Recall the melon patch from How Things Sneak onto your Task List? The true challenge arises when we try to take that melon or project to a completion point. Getting super clear or focused on the melons that mean the most is an essential component of successful follow-thru and completion. Clarity of priority, action and outcome are at the core of limiting scope. It's about narrowing focus just enough to identify the next landing in the stairwell and taking the melon to that completion spot. This is not a new concept. David Allen refers to this as a 'next action'.
Start with noticing your focus. What does it pay attention to? The new exhilarating opportunity? Rapid cycling through projects (multi-tasking)? Try putting your focus on the finished product and how it will make things different, better. This is using a Global Creative strength—your imagination—to view the task from the point of completion. How are you and your team benefiting from this melon being completed? Openly discussing the benefit with team members can create more focus and motivation to activate for task.

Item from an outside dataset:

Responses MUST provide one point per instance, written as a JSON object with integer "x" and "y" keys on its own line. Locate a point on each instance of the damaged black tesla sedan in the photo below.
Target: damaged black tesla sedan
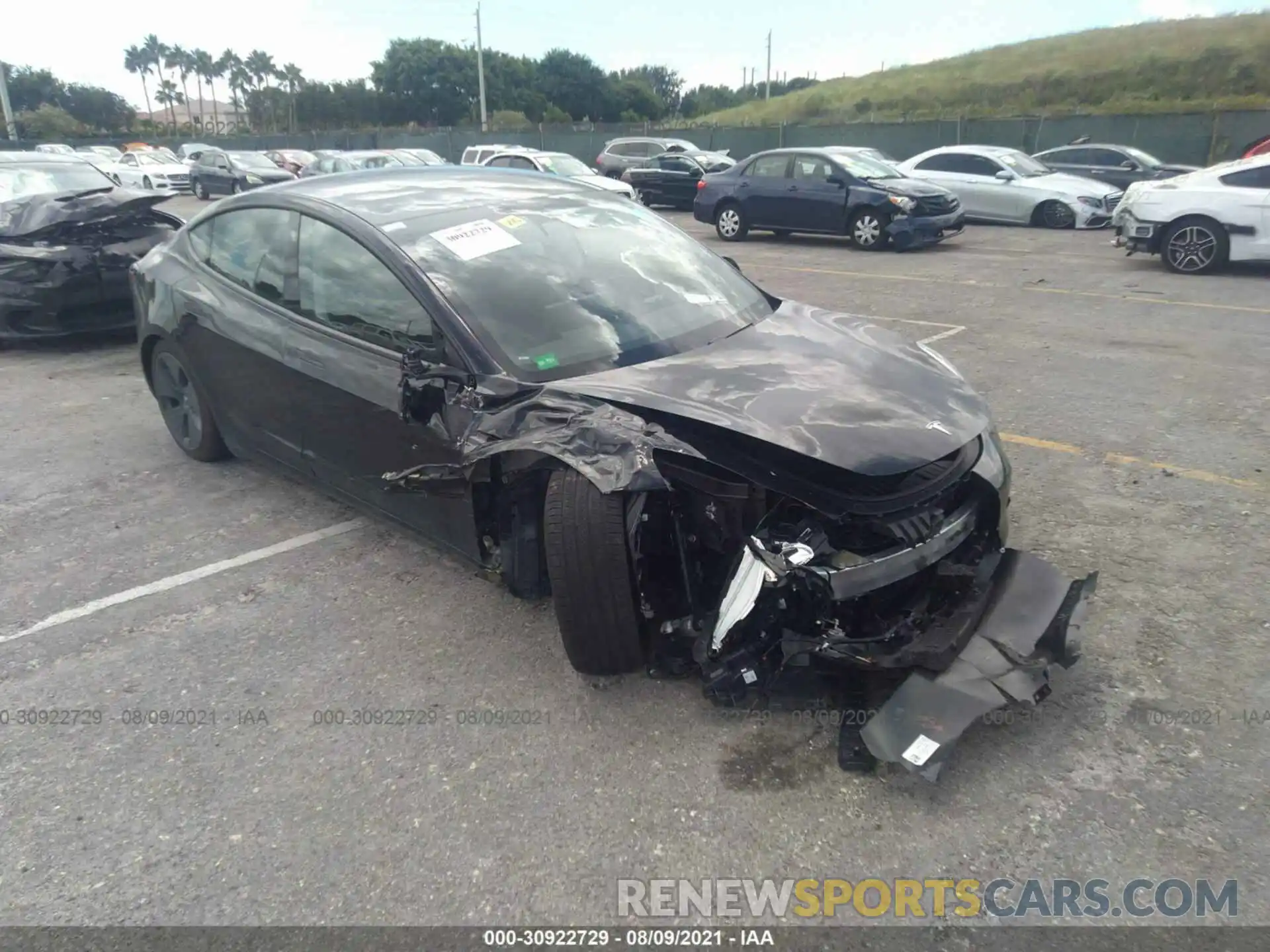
{"x": 571, "y": 391}
{"x": 67, "y": 238}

Landings and Follow-through
For some of us, it would be wonderful if we could carry one melon at a time but that's not reality in our modern workplace where we have many melons (projects) to manage, track and complete. Let's revisit John's nightmare scenario of the staircase - the stair case with no landings. ADHD limits the ability to identify places to rest our projects while we attend to and focus on other intentions. Transitioning from task to task is not easy for the ADHD individual. Transitioning means effectively handing off one melon and picking up another. Without landings, melons will tend to not stay in one place resulting in lost productivity searching for misplaced melons. "Where are we with the Stevens Report, people?!”… Sound familiar?
So you can see that limiting scope would be helpful in not only managing the melons we choose to commit to but also what we take action on. Limiting scope is not about reducing capacity. It is about maintaining priority on the most relevant melons, the ones that really matter. Starting to identify natural landing spots between the floors—a place where you can put the melon down before someone hands you another one—acts as a bookmark or locator. A simple project management system would have a certain number of manageable melons in the garden and melons on different landings or maybe assigned to different individuals. The most valuable member on a Global Creative's team is often the melon tracker - the person who has a picture of where melons or projects are located in the process of completion.
So where are your melons?
Are they sitting on landings or are they in pieces on the stairs?

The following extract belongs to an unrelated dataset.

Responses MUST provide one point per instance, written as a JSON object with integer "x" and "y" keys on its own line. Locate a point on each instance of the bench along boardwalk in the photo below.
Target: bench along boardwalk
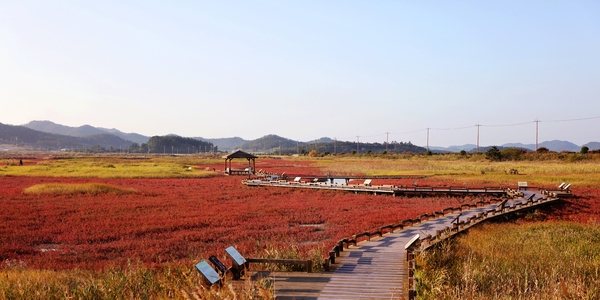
{"x": 374, "y": 265}
{"x": 379, "y": 189}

Walk the stairs and start to build out landings for your melons. Do this with another team member if you can. Global Creatives often create a more clear picture when they can articulate it to others. A simple sketch locating your melons in motion can quell the feeling of overwhelm immediately. A simple Gantt chart placing melons out into future time works well too. If you are noticing struggle on the staircase, overloaded with melons, pause and breathe. Set the melons down and take inventory. Identify 3 to move this week and move them to the next landing. Practice this limiting scope move and you will build capacity and competence here.

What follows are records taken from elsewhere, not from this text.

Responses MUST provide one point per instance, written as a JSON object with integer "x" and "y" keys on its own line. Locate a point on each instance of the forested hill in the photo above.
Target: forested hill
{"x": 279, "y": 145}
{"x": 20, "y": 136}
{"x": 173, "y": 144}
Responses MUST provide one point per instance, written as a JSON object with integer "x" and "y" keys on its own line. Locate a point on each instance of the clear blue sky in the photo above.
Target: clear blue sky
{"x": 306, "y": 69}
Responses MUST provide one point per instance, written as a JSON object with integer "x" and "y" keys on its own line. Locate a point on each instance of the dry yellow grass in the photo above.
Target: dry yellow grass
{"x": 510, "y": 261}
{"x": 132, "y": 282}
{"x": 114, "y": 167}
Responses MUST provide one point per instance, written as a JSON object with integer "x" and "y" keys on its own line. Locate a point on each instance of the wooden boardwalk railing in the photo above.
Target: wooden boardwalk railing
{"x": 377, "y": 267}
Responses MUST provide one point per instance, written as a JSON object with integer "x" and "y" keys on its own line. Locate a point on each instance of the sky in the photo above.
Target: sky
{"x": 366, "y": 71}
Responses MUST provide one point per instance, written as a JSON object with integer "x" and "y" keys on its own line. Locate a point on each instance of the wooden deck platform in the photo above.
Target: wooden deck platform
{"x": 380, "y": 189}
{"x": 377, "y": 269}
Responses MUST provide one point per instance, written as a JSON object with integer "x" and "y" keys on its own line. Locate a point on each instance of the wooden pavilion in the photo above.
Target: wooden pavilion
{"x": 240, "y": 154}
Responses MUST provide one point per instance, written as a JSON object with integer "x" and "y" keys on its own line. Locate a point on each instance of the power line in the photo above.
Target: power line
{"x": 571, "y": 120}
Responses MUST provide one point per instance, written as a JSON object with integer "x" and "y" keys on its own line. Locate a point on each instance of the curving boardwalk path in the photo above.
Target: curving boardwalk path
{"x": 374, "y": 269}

Gaining Perspective, Appreciating Context
No one including our friend John will feel fulfilled by just lugging melons up endless stairwells. Global Creatives can really access their strength areas by frequently setting down the melons and getting out from the stairwell and into the open. Gaining access to the stairwell's rooftop can provide both pause and perspective. When Global Creatives can view processes from a distance (melons moving up multiple stairwells to completion) they can better appreciate how their own work contributes to the bigger goals and objectives of the organization.